So I'm a naive user of technology. (No. Really I am. Ask anyone that's worked with me.) I am definitely not an expert in modern XML document standards. (I have actually hacked troff escapes in a document production chain to insert commands in the PostScript output stream that would be recognized by the PDF generator to produce a hyper-linked document, so I know a little bit about the concepts involved, but that was also 10 years ago now.)
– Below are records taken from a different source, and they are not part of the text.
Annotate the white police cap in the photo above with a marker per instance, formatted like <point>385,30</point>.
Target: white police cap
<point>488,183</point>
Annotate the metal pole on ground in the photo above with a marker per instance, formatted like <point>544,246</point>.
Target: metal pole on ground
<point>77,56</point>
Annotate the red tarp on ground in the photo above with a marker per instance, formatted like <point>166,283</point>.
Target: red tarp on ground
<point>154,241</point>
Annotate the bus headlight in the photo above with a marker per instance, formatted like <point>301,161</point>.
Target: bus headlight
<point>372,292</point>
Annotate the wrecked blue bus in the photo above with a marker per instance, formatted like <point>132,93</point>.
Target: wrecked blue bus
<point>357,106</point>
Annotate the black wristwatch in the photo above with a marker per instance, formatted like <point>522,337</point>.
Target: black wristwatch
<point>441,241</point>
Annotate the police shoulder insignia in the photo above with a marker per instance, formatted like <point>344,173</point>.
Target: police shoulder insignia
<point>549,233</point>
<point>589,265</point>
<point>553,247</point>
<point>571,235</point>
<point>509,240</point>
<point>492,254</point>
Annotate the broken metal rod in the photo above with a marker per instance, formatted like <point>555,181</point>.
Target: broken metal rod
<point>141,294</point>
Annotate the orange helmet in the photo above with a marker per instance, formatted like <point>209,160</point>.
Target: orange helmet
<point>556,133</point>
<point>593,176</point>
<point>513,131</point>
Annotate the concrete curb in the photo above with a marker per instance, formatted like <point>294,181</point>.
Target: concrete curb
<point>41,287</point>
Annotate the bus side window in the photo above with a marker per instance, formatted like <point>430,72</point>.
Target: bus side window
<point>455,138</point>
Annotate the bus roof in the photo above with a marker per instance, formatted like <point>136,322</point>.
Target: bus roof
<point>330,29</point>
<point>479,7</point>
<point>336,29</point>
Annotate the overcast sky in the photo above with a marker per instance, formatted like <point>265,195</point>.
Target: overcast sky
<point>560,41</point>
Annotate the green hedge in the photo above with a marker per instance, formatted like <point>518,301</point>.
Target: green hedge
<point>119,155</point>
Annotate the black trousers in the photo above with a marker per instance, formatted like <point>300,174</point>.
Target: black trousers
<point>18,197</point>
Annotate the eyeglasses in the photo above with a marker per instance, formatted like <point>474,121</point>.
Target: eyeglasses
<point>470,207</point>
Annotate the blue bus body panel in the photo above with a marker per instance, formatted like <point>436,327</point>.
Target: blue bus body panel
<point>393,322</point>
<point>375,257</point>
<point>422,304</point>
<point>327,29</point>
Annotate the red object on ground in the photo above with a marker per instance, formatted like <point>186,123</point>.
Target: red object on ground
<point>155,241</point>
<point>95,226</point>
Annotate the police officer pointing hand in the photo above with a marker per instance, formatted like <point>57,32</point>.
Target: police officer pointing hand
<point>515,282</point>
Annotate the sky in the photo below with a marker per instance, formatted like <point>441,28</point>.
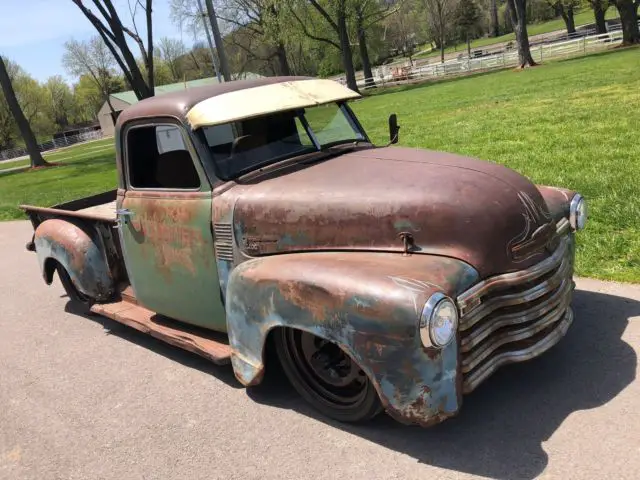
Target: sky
<point>33,32</point>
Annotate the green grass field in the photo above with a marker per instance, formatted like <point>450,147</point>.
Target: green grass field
<point>571,123</point>
<point>584,17</point>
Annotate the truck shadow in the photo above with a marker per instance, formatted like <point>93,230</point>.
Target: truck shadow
<point>502,425</point>
<point>188,359</point>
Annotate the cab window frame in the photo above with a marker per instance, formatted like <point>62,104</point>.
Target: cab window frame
<point>188,141</point>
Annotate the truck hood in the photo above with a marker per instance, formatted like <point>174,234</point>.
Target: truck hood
<point>482,213</point>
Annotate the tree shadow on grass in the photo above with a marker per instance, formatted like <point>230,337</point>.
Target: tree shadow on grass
<point>502,425</point>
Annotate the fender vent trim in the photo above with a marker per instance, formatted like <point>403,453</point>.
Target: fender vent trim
<point>223,241</point>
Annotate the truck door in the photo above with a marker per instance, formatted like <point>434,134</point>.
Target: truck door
<point>165,219</point>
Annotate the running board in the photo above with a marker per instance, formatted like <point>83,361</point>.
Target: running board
<point>210,345</point>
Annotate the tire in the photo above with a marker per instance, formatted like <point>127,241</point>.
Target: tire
<point>326,377</point>
<point>75,296</point>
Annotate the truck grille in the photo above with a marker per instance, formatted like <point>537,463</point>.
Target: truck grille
<point>516,316</point>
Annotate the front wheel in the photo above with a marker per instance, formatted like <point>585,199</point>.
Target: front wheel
<point>325,376</point>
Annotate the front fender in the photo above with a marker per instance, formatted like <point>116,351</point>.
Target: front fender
<point>369,304</point>
<point>81,254</point>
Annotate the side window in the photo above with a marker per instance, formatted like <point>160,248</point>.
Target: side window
<point>157,157</point>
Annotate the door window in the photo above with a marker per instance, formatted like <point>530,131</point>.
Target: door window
<point>158,158</point>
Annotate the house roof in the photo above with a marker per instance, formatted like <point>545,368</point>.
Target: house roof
<point>130,97</point>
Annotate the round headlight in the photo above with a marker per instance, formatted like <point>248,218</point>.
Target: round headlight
<point>439,321</point>
<point>578,212</point>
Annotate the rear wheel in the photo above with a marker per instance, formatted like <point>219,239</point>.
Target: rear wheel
<point>74,294</point>
<point>326,376</point>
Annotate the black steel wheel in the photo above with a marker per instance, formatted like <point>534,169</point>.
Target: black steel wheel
<point>326,377</point>
<point>74,294</point>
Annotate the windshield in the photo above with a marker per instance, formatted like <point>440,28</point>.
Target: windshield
<point>242,146</point>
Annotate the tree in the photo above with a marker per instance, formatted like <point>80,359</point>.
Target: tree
<point>467,19</point>
<point>440,17</point>
<point>566,10</point>
<point>193,15</point>
<point>94,60</point>
<point>334,15</point>
<point>518,14</point>
<point>259,22</point>
<point>60,103</point>
<point>172,53</point>
<point>217,37</point>
<point>495,24</point>
<point>368,13</point>
<point>403,28</point>
<point>20,119</point>
<point>114,34</point>
<point>628,10</point>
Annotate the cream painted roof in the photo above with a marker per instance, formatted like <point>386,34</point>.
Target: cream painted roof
<point>265,99</point>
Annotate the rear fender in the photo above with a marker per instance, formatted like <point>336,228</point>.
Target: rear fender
<point>80,251</point>
<point>369,304</point>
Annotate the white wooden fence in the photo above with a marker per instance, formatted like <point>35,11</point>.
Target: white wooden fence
<point>385,76</point>
<point>52,144</point>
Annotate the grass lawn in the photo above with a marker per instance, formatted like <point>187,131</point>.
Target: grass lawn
<point>584,17</point>
<point>64,154</point>
<point>86,169</point>
<point>570,123</point>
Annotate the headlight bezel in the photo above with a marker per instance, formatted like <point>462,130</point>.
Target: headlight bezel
<point>426,323</point>
<point>578,213</point>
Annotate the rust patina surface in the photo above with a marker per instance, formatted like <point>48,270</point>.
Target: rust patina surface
<point>368,303</point>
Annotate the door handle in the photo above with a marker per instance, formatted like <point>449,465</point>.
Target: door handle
<point>124,212</point>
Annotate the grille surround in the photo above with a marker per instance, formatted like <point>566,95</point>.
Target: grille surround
<point>515,316</point>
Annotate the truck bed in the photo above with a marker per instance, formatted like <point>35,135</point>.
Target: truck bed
<point>100,207</point>
<point>104,211</point>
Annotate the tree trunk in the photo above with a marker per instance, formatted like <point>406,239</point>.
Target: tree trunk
<point>21,120</point>
<point>495,25</point>
<point>599,14</point>
<point>364,55</point>
<point>283,62</point>
<point>518,13</point>
<point>150,75</point>
<point>629,21</point>
<point>345,50</point>
<point>224,64</point>
<point>567,16</point>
I am a [marvelously happy] Mac user for the past two years. That means I already have iWork 2008 loaded with the new improved Pages '08 (the Apple word processor). On the Apple web site, if I search for "office open xml" then I end up on this page (31 Aug, 2007), which tells me all about Pages '08:
Pages ‘08 supports industry-standard formats, so you can easily open documents created in other word processing applications and share documents with others. Whether they’re using a Mac or a PC.
Open for business.
Import your Microsoft Word documents into Pages ’08 with ease. Whether they’re Microsoft Office 2007 (Office Open XML) or earlier Word files, Pages will open them. Pages imports not only the text, but also the styles, tables, inline and floating objects, charts, footnotes, endnotes, bookmarks, hyperlinks, lists, sections, change tracking, and other elements of your original Word document.
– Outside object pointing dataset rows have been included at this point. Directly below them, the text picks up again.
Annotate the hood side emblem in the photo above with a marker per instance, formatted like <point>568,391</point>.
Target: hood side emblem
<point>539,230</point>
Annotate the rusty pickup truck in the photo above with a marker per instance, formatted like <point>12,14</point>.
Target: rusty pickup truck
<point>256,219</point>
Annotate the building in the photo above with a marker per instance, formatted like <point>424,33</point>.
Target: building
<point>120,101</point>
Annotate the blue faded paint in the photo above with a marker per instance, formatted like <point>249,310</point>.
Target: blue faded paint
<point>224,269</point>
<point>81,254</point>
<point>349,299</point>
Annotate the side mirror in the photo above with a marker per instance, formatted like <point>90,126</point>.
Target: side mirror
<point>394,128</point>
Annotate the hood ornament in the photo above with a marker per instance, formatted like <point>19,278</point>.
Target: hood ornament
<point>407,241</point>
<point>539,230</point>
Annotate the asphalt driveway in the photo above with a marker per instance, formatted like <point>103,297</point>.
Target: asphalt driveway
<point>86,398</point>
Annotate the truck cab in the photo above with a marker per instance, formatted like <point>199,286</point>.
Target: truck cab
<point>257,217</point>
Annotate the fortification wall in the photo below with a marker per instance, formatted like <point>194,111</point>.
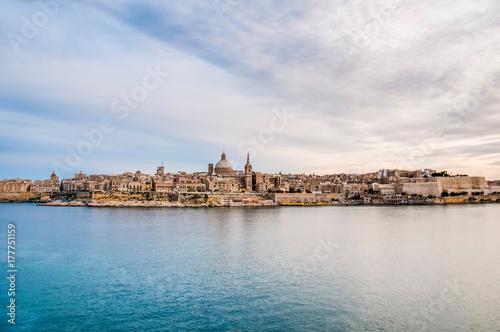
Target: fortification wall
<point>424,189</point>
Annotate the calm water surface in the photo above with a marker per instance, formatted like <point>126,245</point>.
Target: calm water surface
<point>429,268</point>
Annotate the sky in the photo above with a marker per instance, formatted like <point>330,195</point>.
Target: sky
<point>324,86</point>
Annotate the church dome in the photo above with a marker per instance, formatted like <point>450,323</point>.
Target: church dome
<point>223,166</point>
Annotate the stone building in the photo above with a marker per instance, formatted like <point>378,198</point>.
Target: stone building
<point>15,185</point>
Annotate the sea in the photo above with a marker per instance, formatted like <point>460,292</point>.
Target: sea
<point>327,268</point>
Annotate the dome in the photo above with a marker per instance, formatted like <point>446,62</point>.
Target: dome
<point>223,166</point>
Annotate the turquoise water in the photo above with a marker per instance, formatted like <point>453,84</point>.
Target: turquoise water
<point>422,268</point>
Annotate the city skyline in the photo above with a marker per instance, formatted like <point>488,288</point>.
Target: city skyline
<point>382,85</point>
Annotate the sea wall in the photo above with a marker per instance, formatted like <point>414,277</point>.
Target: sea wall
<point>306,198</point>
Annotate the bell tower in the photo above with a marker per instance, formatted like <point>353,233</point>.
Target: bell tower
<point>248,174</point>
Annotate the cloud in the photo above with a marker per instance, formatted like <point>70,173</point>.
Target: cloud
<point>369,83</point>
COOL! I'm in! This is awesome. I want to see how well I can read interesting docx files. As it happens, ECMA International makes the Office Open XML standard available as both PDF and as docx files. Clever — it's a document format standard see, and so they've provided it in its own format. Perfect.
So I download the .docx version of ECMA-376. All 5 parts of it. And I open "Part 1 - Fundamentals" and immediately get told some warnings occurred:
I choose to review and get:
The file mostly looks good, but not quite as clean as the PDF image with the other font (Consolas?). And clicking on the first warning (about the unsupported field) gives me NO additional information to understand what/where the error might be. Now this is what we in the standards industry call "a quality of implementation issue". Clearly Apple has not done a good job. Get used to hearing this phrase a lot in the press — I'm predicting Microsoft will be forced to apply it liberally to their partners that helped them win votes and helped with the marketing message.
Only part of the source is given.